Am liebsten hätte Raia sich eine Herde von unzähligen Pferden geholt und wäre donnernder Hufe nach Rahal reingeritten.. gleich mit welcher Konsequenz! „Diese..“ Raia atmete wieder einmal durch und schrubbte fleißig – sehr sehr fleißig – weiter.

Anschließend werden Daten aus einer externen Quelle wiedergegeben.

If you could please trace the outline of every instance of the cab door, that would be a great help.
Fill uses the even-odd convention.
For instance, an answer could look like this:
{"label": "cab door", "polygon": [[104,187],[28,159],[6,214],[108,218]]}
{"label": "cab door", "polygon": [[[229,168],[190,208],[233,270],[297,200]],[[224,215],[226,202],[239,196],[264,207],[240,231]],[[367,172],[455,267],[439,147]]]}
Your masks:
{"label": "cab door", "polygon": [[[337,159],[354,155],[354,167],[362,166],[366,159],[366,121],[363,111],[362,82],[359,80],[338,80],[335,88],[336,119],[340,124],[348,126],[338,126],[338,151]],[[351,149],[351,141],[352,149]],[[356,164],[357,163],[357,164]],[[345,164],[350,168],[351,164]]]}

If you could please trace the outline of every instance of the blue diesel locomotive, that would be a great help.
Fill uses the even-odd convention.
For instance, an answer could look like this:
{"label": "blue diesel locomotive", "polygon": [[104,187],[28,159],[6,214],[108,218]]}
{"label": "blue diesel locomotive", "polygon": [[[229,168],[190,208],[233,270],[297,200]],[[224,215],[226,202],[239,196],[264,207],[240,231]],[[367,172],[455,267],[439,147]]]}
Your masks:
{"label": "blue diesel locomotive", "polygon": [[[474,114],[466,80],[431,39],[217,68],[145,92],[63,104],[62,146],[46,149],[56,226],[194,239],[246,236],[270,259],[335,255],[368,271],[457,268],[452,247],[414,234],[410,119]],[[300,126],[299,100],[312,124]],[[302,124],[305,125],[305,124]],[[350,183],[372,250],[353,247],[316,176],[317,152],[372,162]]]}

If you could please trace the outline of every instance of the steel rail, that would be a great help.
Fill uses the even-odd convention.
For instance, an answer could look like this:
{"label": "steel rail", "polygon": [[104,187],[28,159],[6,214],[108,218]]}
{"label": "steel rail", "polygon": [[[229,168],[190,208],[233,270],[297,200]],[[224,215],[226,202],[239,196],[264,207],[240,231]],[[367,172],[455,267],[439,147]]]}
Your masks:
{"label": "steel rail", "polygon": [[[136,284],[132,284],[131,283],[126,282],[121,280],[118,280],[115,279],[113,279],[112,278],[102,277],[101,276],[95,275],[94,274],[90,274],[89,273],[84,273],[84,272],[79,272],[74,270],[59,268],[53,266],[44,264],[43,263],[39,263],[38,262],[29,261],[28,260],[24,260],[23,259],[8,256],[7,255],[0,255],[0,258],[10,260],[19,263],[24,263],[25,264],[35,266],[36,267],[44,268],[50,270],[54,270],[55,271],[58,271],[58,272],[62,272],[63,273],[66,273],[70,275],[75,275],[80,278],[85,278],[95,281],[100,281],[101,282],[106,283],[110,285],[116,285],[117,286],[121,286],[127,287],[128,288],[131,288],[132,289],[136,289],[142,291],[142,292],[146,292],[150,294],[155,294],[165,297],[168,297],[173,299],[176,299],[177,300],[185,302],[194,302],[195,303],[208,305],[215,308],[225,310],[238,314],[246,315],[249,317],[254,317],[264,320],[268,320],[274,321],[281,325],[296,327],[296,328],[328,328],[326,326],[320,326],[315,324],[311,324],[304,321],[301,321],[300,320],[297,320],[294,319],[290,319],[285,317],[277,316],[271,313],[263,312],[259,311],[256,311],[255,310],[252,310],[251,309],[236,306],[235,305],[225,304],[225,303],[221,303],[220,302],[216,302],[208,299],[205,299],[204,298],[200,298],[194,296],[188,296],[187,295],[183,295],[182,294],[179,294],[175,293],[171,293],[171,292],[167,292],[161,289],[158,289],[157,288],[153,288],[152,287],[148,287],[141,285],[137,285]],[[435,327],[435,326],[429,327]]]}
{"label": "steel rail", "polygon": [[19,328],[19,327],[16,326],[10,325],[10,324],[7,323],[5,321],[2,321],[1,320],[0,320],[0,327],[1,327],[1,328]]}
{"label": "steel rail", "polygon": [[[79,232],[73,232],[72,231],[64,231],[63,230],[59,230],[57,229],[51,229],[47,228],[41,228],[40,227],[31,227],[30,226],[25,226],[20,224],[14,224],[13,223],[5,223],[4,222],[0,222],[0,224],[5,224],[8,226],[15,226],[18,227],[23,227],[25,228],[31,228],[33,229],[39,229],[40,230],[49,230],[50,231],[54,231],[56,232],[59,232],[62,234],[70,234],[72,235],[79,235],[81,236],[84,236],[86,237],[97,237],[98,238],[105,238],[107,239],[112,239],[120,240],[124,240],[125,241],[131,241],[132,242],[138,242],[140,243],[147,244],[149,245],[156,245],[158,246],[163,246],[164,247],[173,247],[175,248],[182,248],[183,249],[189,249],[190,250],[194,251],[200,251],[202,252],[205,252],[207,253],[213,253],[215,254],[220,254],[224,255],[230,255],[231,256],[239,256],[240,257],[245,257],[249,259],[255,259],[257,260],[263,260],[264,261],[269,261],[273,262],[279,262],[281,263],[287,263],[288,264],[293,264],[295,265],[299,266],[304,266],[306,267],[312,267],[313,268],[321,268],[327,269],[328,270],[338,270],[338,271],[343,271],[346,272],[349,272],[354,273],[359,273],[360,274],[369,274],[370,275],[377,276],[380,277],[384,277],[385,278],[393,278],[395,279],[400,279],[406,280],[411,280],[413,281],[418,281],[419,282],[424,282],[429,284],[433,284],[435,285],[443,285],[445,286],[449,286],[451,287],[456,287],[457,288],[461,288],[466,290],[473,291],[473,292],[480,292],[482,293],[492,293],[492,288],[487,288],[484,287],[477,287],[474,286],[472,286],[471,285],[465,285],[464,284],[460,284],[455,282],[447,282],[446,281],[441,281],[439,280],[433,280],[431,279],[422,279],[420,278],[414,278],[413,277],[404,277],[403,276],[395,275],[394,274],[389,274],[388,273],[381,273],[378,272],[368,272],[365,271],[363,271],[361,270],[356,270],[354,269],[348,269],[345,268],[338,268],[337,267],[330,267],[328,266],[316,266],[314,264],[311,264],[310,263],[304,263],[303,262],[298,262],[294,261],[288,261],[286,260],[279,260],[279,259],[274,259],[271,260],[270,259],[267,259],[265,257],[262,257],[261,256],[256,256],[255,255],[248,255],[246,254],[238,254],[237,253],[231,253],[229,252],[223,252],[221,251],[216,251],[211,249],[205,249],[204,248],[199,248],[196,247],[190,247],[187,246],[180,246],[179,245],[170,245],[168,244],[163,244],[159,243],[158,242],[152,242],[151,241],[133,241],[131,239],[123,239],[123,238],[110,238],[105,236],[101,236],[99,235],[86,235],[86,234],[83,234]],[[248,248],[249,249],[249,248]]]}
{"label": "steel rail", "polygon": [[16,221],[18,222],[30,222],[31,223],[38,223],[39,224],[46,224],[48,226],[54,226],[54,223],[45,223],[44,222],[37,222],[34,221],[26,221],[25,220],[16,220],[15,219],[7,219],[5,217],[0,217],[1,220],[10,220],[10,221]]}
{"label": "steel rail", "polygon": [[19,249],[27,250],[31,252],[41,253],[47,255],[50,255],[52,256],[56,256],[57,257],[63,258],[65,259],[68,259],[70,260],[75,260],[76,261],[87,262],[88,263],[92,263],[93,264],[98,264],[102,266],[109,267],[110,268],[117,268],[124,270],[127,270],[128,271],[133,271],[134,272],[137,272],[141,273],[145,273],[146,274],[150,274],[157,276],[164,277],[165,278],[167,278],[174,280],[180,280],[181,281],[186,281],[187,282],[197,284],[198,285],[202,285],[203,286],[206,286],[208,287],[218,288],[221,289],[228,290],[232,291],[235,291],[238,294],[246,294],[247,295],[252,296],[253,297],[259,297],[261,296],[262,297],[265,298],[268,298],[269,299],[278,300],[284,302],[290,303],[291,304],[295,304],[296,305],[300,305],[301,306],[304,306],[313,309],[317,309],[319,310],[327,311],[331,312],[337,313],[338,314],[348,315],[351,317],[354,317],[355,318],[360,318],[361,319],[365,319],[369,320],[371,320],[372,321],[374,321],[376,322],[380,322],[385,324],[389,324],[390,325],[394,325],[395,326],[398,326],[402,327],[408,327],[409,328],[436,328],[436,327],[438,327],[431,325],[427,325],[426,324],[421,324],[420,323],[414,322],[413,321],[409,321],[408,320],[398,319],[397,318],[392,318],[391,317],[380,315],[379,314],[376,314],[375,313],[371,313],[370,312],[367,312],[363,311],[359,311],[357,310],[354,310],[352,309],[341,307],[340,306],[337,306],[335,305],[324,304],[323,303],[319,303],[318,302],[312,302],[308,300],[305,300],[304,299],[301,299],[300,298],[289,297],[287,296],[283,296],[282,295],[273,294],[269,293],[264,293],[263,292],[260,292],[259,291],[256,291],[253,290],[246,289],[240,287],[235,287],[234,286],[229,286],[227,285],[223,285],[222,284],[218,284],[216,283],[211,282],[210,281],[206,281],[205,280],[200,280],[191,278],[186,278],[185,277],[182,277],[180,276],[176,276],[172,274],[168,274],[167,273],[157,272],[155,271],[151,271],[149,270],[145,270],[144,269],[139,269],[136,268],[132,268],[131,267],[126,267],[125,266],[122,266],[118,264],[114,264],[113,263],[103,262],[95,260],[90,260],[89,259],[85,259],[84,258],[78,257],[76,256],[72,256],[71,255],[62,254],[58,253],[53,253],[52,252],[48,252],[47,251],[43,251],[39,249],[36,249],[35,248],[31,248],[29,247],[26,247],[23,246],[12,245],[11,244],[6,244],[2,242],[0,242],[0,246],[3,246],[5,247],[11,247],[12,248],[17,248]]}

Als sie in etwa das untere Drittel der ewigen Stufen erreicht hatte, war sie ruhiger. Das Gefühl von Frieden kehrte langsam in ihre Brust zurück, die Atmung wurde sanfter und die Züge der zierlichen Frau wieder weicher.
„Wir können froh sein, dass es so ausging und keinem etwas geschah.“ Die Worte, der ihr so vertrauten und geliebten Stimme, hallten nach und sie senkte demütig das Haupt. „So sei es!“

Die letzten beiden Stufen wurden nicht mit weniger Hingabe doch aber mit weniger Kraft gereinigt.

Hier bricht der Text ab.